An experimental study: Fiber Bragg grating–hydrothermal cycling integration system for seepage monitoring of rockfill dams

Abstract

In order to make up defects liable for the conventional monitoring of rockfill dam seepage in spatial inconsequence and low efficiency, a new monitoring system is proposed based on the heating technique incorporated in the temperature tracer method, that is, the integrated system of fiber Bragg grating temperature sensing and hydrothermal cycling. The system has a boiler as its heating device, and heated water from boiler is admitted through redistributor and circular warm pipelines, in which fiber Bragg grating sensors are embedded in advance for measuring the water temperature, thereby the seepage behavior is identified from the correlative fields of temperature and seepage. A coefficient ζv, according to Newton’s law of cooling, is then fitted out by pipeline cooling curves and used as a new way to identify the seepage state.
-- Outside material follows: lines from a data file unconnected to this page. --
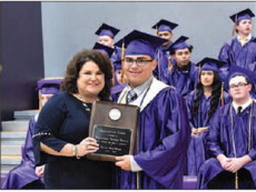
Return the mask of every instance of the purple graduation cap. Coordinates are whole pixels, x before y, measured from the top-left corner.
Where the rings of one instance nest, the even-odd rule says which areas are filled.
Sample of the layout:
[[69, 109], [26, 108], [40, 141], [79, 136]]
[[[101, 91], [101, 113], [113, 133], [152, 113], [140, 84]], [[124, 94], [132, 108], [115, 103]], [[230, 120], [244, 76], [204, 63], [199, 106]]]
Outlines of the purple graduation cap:
[[135, 30], [117, 42], [115, 45], [122, 47], [124, 43], [124, 47], [126, 48], [125, 55], [147, 55], [154, 58], [156, 48], [167, 41]]
[[236, 65], [231, 65], [230, 66], [228, 77], [225, 82], [225, 89], [229, 89], [229, 83], [230, 79], [234, 76], [239, 75], [246, 76], [247, 77], [250, 83], [252, 85], [253, 87], [251, 92], [253, 93], [254, 95], [256, 94], [256, 73]]
[[103, 23], [95, 32], [95, 34], [99, 36], [109, 36], [112, 39], [114, 39], [115, 36], [119, 31], [119, 29]]
[[37, 90], [42, 94], [55, 94], [59, 92], [63, 79], [43, 79], [37, 81]]
[[114, 64], [114, 69], [115, 71], [117, 70], [122, 69], [122, 61], [121, 60], [117, 60], [113, 62]]
[[241, 21], [244, 19], [251, 20], [252, 17], [255, 16], [249, 8], [243, 10], [230, 17], [230, 19], [234, 23], [238, 24]]
[[152, 28], [156, 29], [157, 32], [169, 31], [172, 33], [173, 29], [178, 25], [175, 23], [172, 23], [165, 19], [161, 19], [156, 24], [152, 26]]
[[181, 36], [168, 48], [168, 50], [176, 50], [185, 49], [189, 47], [185, 42], [189, 38], [185, 36]]
[[109, 58], [110, 58], [114, 52], [114, 49], [111, 47], [102, 45], [102, 44], [96, 42], [93, 48], [93, 50], [97, 50], [101, 53], [107, 55]]
[[219, 69], [226, 64], [227, 63], [220, 60], [206, 57], [196, 65], [200, 66], [201, 71], [213, 71], [219, 72]]

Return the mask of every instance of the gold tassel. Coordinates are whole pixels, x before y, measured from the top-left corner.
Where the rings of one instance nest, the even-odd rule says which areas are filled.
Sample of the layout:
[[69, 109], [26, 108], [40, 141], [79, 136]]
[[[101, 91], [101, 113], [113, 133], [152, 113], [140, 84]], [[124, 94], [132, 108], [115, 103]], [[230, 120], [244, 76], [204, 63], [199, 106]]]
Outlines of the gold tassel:
[[224, 83], [221, 83], [221, 92], [220, 95], [220, 99], [221, 100], [221, 107], [224, 106]]
[[238, 189], [238, 172], [236, 172], [236, 176], [235, 178], [235, 188], [236, 189]]
[[155, 35], [157, 36], [157, 25], [155, 25]]
[[42, 109], [42, 98], [41, 97], [41, 90], [38, 91], [38, 100], [39, 100], [39, 110], [41, 111]]
[[233, 28], [233, 31], [232, 32], [232, 36], [235, 35], [236, 33], [236, 26], [237, 25], [237, 23], [238, 22], [238, 14], [236, 14], [236, 17], [235, 17], [235, 25], [234, 25], [234, 27]]

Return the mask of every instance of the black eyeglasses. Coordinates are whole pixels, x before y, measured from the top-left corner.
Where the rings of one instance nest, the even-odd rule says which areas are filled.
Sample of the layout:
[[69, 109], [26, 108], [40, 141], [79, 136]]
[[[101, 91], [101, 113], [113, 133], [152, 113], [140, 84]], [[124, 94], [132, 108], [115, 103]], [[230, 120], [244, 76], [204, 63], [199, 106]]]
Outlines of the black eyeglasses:
[[238, 83], [238, 84], [231, 84], [229, 85], [230, 89], [235, 89], [236, 88], [241, 88], [244, 87], [245, 87], [246, 85], [248, 85], [249, 83]]
[[123, 60], [125, 65], [127, 66], [131, 66], [133, 63], [135, 62], [135, 63], [139, 67], [144, 66], [146, 64], [153, 61], [153, 59], [146, 59], [142, 58], [138, 58], [137, 59], [134, 59], [132, 58], [125, 58]]

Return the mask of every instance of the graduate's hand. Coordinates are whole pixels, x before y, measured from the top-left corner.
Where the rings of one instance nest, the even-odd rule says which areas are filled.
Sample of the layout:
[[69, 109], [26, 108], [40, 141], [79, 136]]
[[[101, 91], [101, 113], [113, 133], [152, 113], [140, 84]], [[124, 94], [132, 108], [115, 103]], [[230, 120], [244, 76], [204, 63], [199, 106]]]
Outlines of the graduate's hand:
[[230, 158], [230, 161], [228, 166], [227, 171], [235, 173], [243, 167], [243, 163], [240, 158]]
[[219, 163], [221, 165], [221, 167], [225, 170], [228, 171], [228, 166], [229, 165], [229, 162], [231, 161], [231, 159], [229, 158], [228, 158], [223, 154], [219, 155], [217, 159], [219, 160]]
[[116, 160], [118, 161], [115, 163], [116, 166], [126, 171], [131, 170], [130, 157], [128, 155], [116, 157]]
[[35, 172], [36, 175], [39, 177], [42, 177], [44, 176], [44, 172], [45, 171], [45, 165], [41, 166], [36, 167]]
[[99, 150], [99, 144], [97, 140], [91, 137], [87, 137], [77, 145], [77, 155], [83, 156], [89, 153], [93, 153]]
[[248, 155], [245, 155], [239, 158], [230, 158], [230, 159], [228, 170], [232, 173], [236, 172], [244, 165], [252, 161]]

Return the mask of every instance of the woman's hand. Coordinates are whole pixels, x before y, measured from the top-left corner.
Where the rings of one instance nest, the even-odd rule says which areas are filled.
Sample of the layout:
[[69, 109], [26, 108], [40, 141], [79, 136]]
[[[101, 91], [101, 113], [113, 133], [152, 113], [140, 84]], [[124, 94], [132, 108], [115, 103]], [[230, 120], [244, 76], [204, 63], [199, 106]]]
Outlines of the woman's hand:
[[77, 156], [79, 157], [94, 153], [100, 149], [97, 140], [91, 137], [87, 137], [82, 140], [77, 146]]
[[39, 177], [42, 177], [44, 176], [44, 172], [45, 171], [45, 165], [41, 166], [36, 167], [35, 171], [36, 175]]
The temperature–time–travel curves for the cooling period have proved by calibration tests to be, in general, consistent with the mathematical model of temperature variations under Newton’s law of cooling, thereby to inverting the seepage velocity through the fitting formula of it with ζv. With the test model of concentrative leakage established in regard to the location, amount of leakage passages, and leakage rate, multi-condition tests have been conducted which conclude that the proposed method is capable of positioning leakage and quantifying seepage velocity; therefore, it is valid for seepage monitoring and identification.